A revolução russa exerce uma influência enorme sobre o proletariado europeu. Não contente em destruir o absolutismo russo, força principal da reação européia, ela criará, na consciência e no humor do proletariado europeu, as premissas necessárias da revolução.

A função dos partidos operários era e é a de revolucionar a consciência da classe operária, assim como o desenvolvimento do capitalismo revolucionou as relações sociais. Mas o trabalho de agitação e de organização nas fileiras do proletariado tem a sua inércia interna. Os partidos socialistas europeus — especialmente o maior, a social-democracia alemã — desenvolveram o seu conservadorismo na mesma proporção em que as grandes massas abraçaram o socialismo, e isto tanto mais quanto estas massas se tornaram mais organizadas e disciplinadas. Por conseguinte, a social-democrata, organização que abraça a experiência política do proletariado, pode, num certo momento, tornar-se um obstáculo direto ao desenvolvimento do conflito aberto entre os operários e a reação burguesa.
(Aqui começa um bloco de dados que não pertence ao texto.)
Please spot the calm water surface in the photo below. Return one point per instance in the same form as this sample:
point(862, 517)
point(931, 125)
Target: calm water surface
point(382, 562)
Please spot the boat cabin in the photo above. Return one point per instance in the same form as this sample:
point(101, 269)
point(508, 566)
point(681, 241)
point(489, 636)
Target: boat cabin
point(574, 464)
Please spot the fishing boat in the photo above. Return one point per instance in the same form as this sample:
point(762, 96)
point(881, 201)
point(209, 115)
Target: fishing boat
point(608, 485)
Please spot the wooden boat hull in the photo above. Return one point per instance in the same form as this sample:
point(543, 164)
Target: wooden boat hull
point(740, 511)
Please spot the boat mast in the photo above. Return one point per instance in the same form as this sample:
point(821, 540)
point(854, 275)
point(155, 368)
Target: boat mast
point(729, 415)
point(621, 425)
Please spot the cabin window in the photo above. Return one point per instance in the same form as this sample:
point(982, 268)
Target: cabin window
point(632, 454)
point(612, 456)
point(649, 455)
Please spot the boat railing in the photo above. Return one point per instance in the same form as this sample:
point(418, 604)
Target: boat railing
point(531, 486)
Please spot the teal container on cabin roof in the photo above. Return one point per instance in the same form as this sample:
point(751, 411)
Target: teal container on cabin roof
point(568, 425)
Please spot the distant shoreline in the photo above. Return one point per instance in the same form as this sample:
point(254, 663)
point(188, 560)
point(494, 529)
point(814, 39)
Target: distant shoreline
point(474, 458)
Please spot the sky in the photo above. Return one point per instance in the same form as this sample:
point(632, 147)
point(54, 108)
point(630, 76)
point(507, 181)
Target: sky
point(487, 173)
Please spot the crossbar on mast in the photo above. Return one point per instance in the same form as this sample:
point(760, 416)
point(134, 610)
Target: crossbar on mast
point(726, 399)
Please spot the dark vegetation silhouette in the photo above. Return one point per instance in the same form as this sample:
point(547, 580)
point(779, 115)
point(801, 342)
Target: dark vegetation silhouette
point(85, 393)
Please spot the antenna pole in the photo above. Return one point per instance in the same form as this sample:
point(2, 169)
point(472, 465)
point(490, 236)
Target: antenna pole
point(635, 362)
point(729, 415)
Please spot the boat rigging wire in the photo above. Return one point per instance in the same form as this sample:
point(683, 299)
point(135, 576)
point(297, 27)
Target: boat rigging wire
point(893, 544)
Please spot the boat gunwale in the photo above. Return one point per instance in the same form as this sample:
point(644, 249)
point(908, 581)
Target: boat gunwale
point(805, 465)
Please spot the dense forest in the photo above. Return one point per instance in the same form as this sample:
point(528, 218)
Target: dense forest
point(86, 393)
Por outros termos, o conservadorismo do socialismo propagandista nos partidos proletários pode, num dado momento, travar o proletariado na luta direta pelo poder. Mas a formidável influência exercida pela revolução russa mostra que esta influência destruirá a rotina e o conservadorismo de partido e colocará na ordem do dia a questão de uma prova de força aberta entre o proletariado e a reação capitalista. A luta pelo sufrágio universal tornou-se encarniçada na Áustria, em Saxe e na Prússia, sob a influência direta das greves de Outubro na Rússia. A revolução no Leste injetará no proletariado ocidental o seu idealismo revolucionário e acordará o desejo de "falar russo" com o inimigo. Se o proletariado russo se encontrar no poder, mesmo que seja apenas em conseqüência de um momentâneo concurso de circunstâncias na nossa revolução burguesa, encontrará a hostilidade organizada da reação mundial e encontrará, por outro lado, o proletariado mundial pronto a dar-lhe o seu apoio organizado.

Deixada com os seus próprios recursos, a classe operária russa será inevitavelmente esmagada pela contra-revolução desde que o campesinato se afaste dela; só terá a possibilidade de ligar a sorte do seu poder político e, por conseqüência, a sorte de toda a revolução russa, à da revolução socialista na Europa; lançará na balança da luta de classes de todo o mundo capitalista o enorme peso político e estatal que lhe terá dado um momentâneo concurso de circunstâncias na revolução burguesa russa. Tendo o poder de Estado nas suas mãos, os operários russos, com a contra-revolução atrás deles, lançarão aos seus camaradas do mundo inteiro o velho grito de união que será desta vez um apelo à luta final: Proletários de todos os países, uni-vos.